In this July 16, 2014 photo, Jillian Owens poses with some of her thrift store dresses at her home in Columbia, S.C. Since 2010, the 32-year-old Columbia resident has been delving into thrift store racks around the area, taking what some may see as “ugly” pieces and whipping them into hip, trendy fashions. (AP Photo/Chuck Burton)

In this July 16, 2014 photo, Jillian Owens poses with some of her thrift store dresses at her home in Columbia, S.C. Since 2010, the 32-year-old Columbia resident has been delving into thrift store racks around the area, taking what some may see as “ugly” pieces and whipping them into hip, trendy fashions. (AP Photo/Chuck Burton)

Columbia, S.C. — For Jillian Owens, some of her passion for fashion was motivated by a desire for new garments without the creation of more waste. And, she said openly on her blog, “I was also quite broke and couldn’t afford new clothes.”

Since 2010, Owens has been delving into thrift store racks around her Columbia, S.C., home, taking what some may see as outdated castoffs and whipping them into hip, trendy fashions.

She said she’s made hundreds of creations, donating many to charity and at times opening up her closet to friends for their perusal.

Describing herself as a creative child, Owens said she always enjoyed drawing and crafts but didn’t start sewing until receiving a sewing machine as a gift six years ago. Interested in making some of her own clothes, Owens said she got discouraged by high prices at fabric stores, as well as the lack of patterns to fit her petite frame.

“It would be cheaper to buy something new rather than sew it yourself,” Owens, 32, said in a recent interview with The Associated Press. “I noticed that there were a lot of things that really weren’t that bad. I mean, they were still bad, but they could be reworked.”

On her blog, www.refashionista.net, Owens shows a step-by-step tutorial on each of her creations, giving readers a window into her process. Before and after photos depict how she transitioned a black funereal frock into a mod cocktail dress, or how a pair of stretchy, lifeless gaucho pants became a slinky, one-sleeved number.

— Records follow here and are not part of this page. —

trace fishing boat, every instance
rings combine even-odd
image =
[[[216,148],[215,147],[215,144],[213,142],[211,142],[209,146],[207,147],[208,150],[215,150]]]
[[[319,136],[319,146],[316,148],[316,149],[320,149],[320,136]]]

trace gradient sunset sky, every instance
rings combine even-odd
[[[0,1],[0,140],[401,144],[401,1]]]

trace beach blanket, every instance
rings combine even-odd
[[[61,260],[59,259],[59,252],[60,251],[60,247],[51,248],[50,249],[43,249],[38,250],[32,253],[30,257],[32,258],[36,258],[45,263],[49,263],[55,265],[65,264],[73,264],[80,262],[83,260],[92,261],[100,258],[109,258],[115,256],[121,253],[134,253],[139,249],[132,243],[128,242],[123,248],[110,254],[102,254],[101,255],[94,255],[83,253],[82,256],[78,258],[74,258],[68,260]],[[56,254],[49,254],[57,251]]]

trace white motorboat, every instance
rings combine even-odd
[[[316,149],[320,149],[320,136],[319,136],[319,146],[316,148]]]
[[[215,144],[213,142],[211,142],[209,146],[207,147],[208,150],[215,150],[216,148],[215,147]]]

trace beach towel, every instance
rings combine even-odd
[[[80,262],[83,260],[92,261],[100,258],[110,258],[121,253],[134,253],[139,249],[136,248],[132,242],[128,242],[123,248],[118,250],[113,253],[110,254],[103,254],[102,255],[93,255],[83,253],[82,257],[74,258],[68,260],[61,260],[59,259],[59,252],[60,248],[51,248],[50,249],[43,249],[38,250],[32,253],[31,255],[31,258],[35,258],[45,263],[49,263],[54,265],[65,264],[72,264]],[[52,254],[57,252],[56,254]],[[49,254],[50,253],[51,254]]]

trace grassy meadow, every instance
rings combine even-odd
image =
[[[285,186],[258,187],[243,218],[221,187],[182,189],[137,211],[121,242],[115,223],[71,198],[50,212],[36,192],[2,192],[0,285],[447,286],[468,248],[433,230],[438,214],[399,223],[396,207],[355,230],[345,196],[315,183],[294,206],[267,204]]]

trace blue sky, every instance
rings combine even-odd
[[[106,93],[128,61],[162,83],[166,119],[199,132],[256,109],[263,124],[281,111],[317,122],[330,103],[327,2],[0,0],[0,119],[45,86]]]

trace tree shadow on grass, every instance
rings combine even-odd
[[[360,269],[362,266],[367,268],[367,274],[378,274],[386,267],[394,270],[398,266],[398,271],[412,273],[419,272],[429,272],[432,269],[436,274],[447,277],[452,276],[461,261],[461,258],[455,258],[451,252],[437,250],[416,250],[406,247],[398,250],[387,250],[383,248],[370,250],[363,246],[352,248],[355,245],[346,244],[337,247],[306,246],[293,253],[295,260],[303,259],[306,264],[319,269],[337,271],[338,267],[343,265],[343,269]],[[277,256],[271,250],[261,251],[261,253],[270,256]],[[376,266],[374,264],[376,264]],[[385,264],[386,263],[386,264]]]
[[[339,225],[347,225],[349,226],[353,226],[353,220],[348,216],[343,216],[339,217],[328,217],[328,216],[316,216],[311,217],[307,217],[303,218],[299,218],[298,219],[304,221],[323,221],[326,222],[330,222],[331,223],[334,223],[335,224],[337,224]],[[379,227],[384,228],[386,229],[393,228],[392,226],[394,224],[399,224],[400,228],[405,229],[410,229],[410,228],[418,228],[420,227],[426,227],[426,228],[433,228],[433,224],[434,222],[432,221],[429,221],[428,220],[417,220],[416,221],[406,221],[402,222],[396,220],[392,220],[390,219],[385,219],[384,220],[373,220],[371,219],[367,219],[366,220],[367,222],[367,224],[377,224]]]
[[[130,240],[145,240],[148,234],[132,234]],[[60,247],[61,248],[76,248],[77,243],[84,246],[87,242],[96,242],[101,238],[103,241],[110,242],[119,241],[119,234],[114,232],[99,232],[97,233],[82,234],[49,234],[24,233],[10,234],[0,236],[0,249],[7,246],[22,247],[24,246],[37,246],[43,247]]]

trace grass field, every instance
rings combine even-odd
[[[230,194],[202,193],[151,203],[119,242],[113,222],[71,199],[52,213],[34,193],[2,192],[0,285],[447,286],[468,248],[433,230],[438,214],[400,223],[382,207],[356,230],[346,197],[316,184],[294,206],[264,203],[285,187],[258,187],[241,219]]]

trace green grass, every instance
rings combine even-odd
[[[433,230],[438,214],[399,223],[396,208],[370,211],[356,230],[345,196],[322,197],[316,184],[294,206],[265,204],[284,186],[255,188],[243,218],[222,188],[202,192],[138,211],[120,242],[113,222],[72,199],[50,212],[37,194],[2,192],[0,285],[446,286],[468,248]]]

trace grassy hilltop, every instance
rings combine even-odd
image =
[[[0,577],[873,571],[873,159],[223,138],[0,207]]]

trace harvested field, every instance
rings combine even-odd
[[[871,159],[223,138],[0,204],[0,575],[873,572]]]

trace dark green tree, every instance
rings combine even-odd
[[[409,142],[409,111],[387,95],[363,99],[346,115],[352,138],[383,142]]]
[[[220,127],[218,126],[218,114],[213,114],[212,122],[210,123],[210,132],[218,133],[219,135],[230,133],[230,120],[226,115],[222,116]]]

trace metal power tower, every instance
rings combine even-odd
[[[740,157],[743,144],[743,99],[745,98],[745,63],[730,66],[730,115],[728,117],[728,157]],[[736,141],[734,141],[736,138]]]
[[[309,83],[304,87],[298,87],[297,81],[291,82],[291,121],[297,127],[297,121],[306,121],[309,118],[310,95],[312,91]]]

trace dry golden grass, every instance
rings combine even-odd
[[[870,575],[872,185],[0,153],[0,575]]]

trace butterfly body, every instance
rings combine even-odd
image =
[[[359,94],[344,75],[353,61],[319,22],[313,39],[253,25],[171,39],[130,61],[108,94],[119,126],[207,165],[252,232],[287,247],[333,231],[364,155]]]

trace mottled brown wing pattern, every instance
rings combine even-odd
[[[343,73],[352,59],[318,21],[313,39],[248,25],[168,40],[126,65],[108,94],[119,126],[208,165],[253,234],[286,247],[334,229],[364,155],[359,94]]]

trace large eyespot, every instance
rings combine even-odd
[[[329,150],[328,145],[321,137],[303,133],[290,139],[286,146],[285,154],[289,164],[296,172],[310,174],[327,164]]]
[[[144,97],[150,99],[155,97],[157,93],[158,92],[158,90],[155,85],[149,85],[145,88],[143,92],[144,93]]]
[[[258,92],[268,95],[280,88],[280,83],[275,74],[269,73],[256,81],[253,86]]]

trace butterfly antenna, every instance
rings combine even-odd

Her ethos on refashioning pieces is two-pronged: Remaking discarded pieces into something new saves money, Owens said, and it also helps her stay true to her desire not to purchase or support what she calls mass-produced, “disposable” clothing that ends up in a landfill.

“What I found is a really inexpensive way to dress really nicely in something that’s well-made, that’s custom fitted to me,” said Owens, who works at the nonprofit United Way of the Midlands. “And I’m not hurting the environment. I’m not supporting companies that engage in labor practices that I don’t believe in.”

In recent weeks, Owens’ work has blossomed in terms of national notoriety. A piece on BuzzFeed led to mentions on fashion blogs all over the world. Owens was scheduled for an appearance on ABC’s Good Morning America. A book is in the works, as are classes at a local library in Columbia, in conjunction with another “refashioning” blogger in Columbia.

“People want to refashion. They get excited about it but they’ll think that sewing is hard, or it’s not for them,” Owens said. “The big thing I’m trying to do is to keep sewing simple and accessible to them. If you do screw up, that’s OK. It’s all a learning process. You’re just buying a dollar item. If you screw up, you’re out a dollar.”